Electric Vehicle Giant BYD Plans Factory in Mexico

Chinese electric vehicle major BYD is considering opening a factory in Mexico, the Wall Street Journal has reported.

Citing unnamed sources, the publication said that BYD was scouting for suitable locations. The factory would manufacture cars for the U.S. market, the sources also said.

Chinese EV makers are the top sellers globally after Tesla. That’s because they sell on their local market and that market is huge. But now it is reaching saturation point so the companies are beginning to look abroad. BYD, by the way, dethroned Tesla as the largest EV sells in the world in the final quarter of 2023.
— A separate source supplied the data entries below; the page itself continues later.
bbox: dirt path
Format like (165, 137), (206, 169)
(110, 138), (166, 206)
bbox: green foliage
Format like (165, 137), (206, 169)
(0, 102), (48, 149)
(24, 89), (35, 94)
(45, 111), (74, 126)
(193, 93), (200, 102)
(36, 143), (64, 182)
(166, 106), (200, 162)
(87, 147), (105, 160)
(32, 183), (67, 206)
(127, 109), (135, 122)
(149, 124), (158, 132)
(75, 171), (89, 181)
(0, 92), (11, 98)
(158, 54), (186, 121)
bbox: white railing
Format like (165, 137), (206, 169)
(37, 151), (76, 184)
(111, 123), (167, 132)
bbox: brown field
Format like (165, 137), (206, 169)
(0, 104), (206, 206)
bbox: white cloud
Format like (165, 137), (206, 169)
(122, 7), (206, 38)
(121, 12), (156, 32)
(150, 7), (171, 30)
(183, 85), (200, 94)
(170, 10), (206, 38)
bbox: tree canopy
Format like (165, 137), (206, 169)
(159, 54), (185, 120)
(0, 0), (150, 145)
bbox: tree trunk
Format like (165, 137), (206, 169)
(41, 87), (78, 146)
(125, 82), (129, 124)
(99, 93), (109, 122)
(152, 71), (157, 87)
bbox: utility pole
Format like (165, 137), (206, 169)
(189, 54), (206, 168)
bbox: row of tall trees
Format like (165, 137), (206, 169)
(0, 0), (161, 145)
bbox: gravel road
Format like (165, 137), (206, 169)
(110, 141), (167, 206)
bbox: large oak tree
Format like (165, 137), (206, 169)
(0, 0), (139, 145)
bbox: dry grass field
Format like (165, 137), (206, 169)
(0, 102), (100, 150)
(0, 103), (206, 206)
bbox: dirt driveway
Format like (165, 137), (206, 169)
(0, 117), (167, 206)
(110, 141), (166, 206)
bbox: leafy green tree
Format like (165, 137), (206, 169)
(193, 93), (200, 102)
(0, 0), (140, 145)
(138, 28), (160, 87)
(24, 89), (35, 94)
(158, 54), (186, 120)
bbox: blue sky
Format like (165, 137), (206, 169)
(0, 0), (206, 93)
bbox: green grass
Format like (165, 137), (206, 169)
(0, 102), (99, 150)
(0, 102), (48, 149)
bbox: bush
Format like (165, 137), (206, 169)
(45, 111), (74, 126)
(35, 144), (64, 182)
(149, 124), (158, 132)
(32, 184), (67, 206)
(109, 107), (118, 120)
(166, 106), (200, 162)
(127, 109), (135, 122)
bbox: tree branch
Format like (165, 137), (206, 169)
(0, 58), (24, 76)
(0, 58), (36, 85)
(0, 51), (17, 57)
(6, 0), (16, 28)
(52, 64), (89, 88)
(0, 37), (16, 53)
European carmakers are already spooked by Chinese EV manufacturers’ plans to enter the European market and start offering same-quality, lower-price cars. To that end, the EU launched an investigation into subsidy practices in the EV space in China – while continuing to offer subsidies to EV buyers at home.

U.S. carmakers could sleep easily until now, safe in the knowledge that tense political relations between Washington and Beijing were hardly conducive to a Chinese EV invasion. They probably forgot about Mexico.

The United States has a free-trade agreement with its southern neighbors. This means that cars manufactured in Mexico cannot be subject to tariffs if they are to be exported north of the border. And the car industry is beginning to worry, even though the WSJ sources noted that BYD had yet to make a final decision on the Mexico factory.

The report also noted that Chinese companies active in the EV industry had been opening factories in Mexico in recent years or expanding already existing manufacturing capacity. The expansion is quite likely a response to the Biden administration’s ambitious electrification goals for the transport industry, with plans for 67% of all cars sold in 2032 to be EVs.